What appeared to be sector rotation was therefore largely a statistical illusion produced by degrossing: the selling of crowded longs combined with short covering in thinner segments of the market.
Because those thinner markets require far less capital to move, they can rise sharply even when net flows are relatively small.
Eventually, however, the same dynamic that drove the initial rally began to reverse.
As volatility rose and risk limits tightened further, funds that had previously covered shorts or rotated exposure began reducing positions across those same sectors. Selling pressure spread into cyclicals, staples, and international markets, including Europe and emerging markets.
The pattern that initially looked like a broad rotation now began to unwind.
From the perspective of market microstructure, this sequence is exactly what the square-root impact law would predict. When large pools of capital attempt to adjust exposure simultaneously in markets with uneven liquidity, price movements become dominated by the interaction between flows and available trading volume.
Thin markets can rise quickly during inflow periods because relatively small amounts of capital push prices higher. But when flows reverse, those same markets can fall just as rapidly because there are few natural buyers available to absorb the supply.
This produces the air-pocket behavior increasingly visible across modern markets: sharp rallies followed by equally abrupt declines as flows change direction.
These dynamics have also interacted with the volatility market in important ways.
Earlier in the process, rising dispersion across individual stocks allowed traders to hedge index exposure through dispersion trades (typically long single-stock volatility while short index volatility). But as selling pressure spread across sectors and correlations began to rise, that dispersion collapsed.
As stocks began moving together again, dispersion trades lost their effectiveness and hedging activity shifted back toward index-level protection, particularly S&P 500 options and instruments linked to the VIX.
If volatility itself begins trending higher, this could introduce a further feedback loop. The volatility complex is structurally smaller than equity, commodity, or bond markets, meaning that large inflows into long-volatility strategies could produce outsized price moves under the same square-root impact dynamics.
Dealers hedging those exposures would likely increase their use of equity or volatility-linked options, which could further amplify volatility in the underlying market.
If equity indices keep weakening, volatility rises further, or the precious‑metals trend continues to fade, the next likely destination for capital would be the few markets with both depth and emerging strength: energy and U.S. Treasuries.
These are among the only venues able to absorb large reallocations without immediate square‑root‑style impact.
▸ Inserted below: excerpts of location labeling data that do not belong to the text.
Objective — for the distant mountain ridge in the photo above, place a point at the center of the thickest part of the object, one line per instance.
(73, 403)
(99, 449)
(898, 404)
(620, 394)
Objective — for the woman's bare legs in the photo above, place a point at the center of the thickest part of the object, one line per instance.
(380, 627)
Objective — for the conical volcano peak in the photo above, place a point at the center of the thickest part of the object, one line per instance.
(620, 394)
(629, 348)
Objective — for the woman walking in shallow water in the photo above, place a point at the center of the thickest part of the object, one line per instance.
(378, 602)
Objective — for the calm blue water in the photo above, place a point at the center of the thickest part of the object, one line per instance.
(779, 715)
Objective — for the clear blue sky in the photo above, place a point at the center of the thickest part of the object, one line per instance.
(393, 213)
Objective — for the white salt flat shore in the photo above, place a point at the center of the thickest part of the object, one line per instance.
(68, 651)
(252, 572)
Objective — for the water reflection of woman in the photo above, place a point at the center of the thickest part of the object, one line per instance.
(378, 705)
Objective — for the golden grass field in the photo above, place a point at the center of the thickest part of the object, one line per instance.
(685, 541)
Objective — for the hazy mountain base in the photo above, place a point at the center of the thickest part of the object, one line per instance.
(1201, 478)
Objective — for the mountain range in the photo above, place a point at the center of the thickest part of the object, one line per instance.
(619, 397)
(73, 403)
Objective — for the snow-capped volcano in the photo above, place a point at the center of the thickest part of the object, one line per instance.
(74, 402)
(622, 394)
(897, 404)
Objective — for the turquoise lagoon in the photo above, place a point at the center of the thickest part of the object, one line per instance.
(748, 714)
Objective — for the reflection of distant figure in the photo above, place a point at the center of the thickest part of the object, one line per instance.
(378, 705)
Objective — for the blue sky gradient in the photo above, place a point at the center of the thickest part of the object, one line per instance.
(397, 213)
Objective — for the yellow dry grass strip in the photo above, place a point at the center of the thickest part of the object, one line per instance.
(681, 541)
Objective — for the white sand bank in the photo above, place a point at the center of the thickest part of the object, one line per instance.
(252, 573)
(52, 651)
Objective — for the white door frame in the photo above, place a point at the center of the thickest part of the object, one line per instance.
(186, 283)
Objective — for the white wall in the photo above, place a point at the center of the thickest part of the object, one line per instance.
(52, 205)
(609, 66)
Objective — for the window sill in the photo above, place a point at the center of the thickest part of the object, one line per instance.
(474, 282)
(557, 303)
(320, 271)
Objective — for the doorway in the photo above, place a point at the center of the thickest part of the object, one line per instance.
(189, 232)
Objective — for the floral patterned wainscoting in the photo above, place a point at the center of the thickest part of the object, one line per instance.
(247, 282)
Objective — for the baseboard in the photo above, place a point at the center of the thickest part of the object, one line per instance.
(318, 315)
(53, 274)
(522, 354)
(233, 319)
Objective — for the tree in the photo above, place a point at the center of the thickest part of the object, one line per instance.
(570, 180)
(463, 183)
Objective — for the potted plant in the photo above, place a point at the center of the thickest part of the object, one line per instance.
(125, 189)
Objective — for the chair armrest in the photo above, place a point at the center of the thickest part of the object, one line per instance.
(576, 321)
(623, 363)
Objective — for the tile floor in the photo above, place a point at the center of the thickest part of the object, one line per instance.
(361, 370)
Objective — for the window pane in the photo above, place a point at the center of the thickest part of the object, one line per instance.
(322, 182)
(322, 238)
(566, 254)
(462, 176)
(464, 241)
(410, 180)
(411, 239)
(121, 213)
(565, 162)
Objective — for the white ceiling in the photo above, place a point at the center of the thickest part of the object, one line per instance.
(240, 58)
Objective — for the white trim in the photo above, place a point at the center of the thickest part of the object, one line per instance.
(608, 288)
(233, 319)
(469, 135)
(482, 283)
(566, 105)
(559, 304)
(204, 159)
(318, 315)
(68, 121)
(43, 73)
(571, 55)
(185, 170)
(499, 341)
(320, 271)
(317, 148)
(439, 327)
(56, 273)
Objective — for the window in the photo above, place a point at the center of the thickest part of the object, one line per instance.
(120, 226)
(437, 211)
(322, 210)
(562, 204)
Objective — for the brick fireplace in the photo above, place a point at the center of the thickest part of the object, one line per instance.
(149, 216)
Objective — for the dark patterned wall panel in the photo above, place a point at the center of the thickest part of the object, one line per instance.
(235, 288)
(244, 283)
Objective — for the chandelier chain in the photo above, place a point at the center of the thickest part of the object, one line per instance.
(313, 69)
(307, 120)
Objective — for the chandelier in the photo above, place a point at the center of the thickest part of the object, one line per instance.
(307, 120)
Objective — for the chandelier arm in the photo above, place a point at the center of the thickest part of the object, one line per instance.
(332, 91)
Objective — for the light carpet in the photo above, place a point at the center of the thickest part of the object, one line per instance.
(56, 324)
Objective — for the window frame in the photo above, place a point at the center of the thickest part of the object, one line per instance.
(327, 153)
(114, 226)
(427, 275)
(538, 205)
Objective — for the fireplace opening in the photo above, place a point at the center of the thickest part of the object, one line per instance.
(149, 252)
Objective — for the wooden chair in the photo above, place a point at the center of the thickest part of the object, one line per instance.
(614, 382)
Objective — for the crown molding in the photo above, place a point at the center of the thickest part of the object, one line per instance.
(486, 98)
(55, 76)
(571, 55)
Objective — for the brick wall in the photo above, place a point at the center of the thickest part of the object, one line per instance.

However the Iran conflict and the resulting spike in crude volatility may narrow that list, effectively leaving Treasuries as the only major asset class with liquidity, lower volatility, and a developing uptrend.
Taken together, the sequence of events over the past several months illustrates a broader structural shift in how markets function.
In an environment dominated by passive ownership and large institutional flows, capital cannot rotate smoothly across sectors as traditional market narratives suggest. Instead, adjustments occur through degrossing, short covering, and reallocations into the few markets capable of absorbing large flows.
The square-root impact law explains why these adjustments increasingly produce abrupt and sometimes counterintuitive price movements.
In modern markets, capital does not necessarily move wherever investors would prefer it to go.
It moves wherever liquidity allows it to go.